# can an apprentice leave one local for another local



## Ejmadrid (Mar 20, 2019)

I am a first year resi and that's going well but before I was hired I also interviewed with a different local as inside. 
I just heard back and I'm number four on the list for the inside which doesn't start until June. 
Now my questions are, Can I leave my current apprenticeship and not step on anybody's toes? 
Am I breaking any IBEW rules by leaving my current resi apprenticeship and taking on the inside apprenticeship.


----------



## dronai (Apr 11, 2011)

IBEW does Residential too ?


----------



## Ejmadrid (Mar 20, 2019)

Multi-story apartment complexes.. so to answer yes.


----------



## HertzHound (Jan 22, 2019)

Ejmadrid said:


> I am a first year resi and that's going well but before I was hired I also interviewed with a different local as inside.
> I just heard back and I'm number four on the list for the inside which doesn't start until June.
> Now my questions are, Can I leave my current apprenticeship and not step on anybody's toes?
> Am I breaking any IBEW rules by leaving my current resi apprenticeship and taking on the inside apprenticeship.


I thought I heard people say you couldn’t, but I wouldn’t believe it unless you saw it for yourself. It could just be the attitude or view of the apprenticeship director. I personally know a guy that switched between programs in the same local, before completing the residential program. He was a real complainer. Hard to believe he was a Marine. 
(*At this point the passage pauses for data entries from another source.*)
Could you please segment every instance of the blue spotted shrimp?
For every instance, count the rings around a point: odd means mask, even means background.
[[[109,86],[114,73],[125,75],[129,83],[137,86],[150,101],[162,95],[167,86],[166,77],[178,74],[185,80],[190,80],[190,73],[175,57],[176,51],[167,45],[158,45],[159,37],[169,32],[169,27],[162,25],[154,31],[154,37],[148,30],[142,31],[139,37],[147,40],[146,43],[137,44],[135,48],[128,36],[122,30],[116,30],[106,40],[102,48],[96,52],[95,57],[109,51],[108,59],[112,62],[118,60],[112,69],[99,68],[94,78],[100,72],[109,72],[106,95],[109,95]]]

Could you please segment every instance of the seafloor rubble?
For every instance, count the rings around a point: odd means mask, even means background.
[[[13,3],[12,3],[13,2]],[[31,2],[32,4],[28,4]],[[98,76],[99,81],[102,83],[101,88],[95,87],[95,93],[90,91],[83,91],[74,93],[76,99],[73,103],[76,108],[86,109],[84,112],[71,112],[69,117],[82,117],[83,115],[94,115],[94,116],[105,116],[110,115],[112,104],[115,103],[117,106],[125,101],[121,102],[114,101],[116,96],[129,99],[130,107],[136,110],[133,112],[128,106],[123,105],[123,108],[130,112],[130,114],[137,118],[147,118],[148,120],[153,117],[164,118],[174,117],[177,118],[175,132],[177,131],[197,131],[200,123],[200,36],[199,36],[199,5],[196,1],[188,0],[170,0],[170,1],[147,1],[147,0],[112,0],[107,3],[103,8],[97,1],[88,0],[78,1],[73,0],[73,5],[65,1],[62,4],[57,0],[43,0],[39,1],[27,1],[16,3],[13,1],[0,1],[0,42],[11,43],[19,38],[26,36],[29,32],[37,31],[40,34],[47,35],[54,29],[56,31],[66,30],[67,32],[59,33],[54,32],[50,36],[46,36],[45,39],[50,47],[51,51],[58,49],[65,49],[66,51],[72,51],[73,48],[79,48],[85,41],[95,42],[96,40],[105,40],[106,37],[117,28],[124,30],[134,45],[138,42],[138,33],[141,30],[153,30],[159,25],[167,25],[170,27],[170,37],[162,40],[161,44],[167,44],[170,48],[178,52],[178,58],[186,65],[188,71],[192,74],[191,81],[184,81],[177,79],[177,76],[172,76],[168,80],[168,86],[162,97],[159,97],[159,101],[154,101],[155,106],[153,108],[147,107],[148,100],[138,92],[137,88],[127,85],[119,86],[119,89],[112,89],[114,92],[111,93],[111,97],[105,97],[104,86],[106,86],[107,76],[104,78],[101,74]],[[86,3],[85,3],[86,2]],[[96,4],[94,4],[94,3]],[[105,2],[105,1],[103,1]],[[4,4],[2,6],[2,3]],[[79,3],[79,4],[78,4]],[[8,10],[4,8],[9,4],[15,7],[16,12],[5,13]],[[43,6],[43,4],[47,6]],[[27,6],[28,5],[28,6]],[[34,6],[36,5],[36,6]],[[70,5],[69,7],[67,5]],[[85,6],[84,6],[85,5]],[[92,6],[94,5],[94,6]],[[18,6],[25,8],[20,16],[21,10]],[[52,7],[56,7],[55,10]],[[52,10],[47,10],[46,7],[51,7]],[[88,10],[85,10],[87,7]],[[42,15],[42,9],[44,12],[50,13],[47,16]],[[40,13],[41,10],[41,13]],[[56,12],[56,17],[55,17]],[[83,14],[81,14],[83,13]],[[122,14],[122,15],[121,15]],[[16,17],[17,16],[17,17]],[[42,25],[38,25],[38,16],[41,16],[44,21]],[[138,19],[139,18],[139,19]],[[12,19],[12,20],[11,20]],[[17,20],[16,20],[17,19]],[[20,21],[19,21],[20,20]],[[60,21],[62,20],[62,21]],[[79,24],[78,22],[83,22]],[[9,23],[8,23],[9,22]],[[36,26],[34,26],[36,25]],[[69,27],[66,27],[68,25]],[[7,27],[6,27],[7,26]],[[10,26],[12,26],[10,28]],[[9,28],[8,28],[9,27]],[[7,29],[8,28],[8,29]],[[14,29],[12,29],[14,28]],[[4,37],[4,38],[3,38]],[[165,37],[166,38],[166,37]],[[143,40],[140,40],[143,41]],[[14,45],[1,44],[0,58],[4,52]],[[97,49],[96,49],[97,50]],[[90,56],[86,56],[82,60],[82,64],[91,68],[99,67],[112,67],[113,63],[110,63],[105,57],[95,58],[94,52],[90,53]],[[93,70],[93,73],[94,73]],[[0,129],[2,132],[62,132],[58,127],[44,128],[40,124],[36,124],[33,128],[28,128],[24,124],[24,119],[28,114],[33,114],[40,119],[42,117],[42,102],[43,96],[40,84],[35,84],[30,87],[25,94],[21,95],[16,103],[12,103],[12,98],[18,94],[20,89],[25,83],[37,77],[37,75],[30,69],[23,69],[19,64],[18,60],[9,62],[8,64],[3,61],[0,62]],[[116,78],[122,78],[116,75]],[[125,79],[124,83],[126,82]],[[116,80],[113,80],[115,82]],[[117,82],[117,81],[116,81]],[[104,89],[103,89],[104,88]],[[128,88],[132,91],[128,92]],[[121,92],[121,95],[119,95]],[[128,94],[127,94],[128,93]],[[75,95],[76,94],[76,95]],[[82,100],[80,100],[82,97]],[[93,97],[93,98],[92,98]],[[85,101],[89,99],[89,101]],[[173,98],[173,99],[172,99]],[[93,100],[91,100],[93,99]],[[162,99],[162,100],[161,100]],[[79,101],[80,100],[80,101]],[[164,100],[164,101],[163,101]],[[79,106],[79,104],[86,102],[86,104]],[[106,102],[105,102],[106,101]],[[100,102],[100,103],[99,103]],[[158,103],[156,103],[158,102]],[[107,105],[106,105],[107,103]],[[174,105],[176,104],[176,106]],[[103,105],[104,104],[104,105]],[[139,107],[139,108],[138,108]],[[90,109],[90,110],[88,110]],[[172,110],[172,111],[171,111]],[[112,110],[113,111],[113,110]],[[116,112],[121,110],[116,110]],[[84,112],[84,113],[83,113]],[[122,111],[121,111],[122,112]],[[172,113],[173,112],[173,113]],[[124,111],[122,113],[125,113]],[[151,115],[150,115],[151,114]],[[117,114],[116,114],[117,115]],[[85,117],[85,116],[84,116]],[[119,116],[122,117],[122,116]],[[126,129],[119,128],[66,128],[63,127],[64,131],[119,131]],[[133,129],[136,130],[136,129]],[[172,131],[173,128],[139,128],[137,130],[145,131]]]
I also know guys that were given the boot in the “A” program, and given a second chance in the “B” / Residential program. Eventually they switched over after completing the residential program. 

The more important decision might be which local has the best market share? Which local historically has the work? Which local do you see yourself working out of. How long would the commute be, and how’s the traffic? 

I went through the residential program after working Non-Union for five years. It was a longer journey, but I have no regrets.


----------



## eddy current (Feb 28, 2009)

dronai said:


> IBEW does Residential too ?


The two biggest residential companies around here are IBEW. Also many smaller companies as well


----------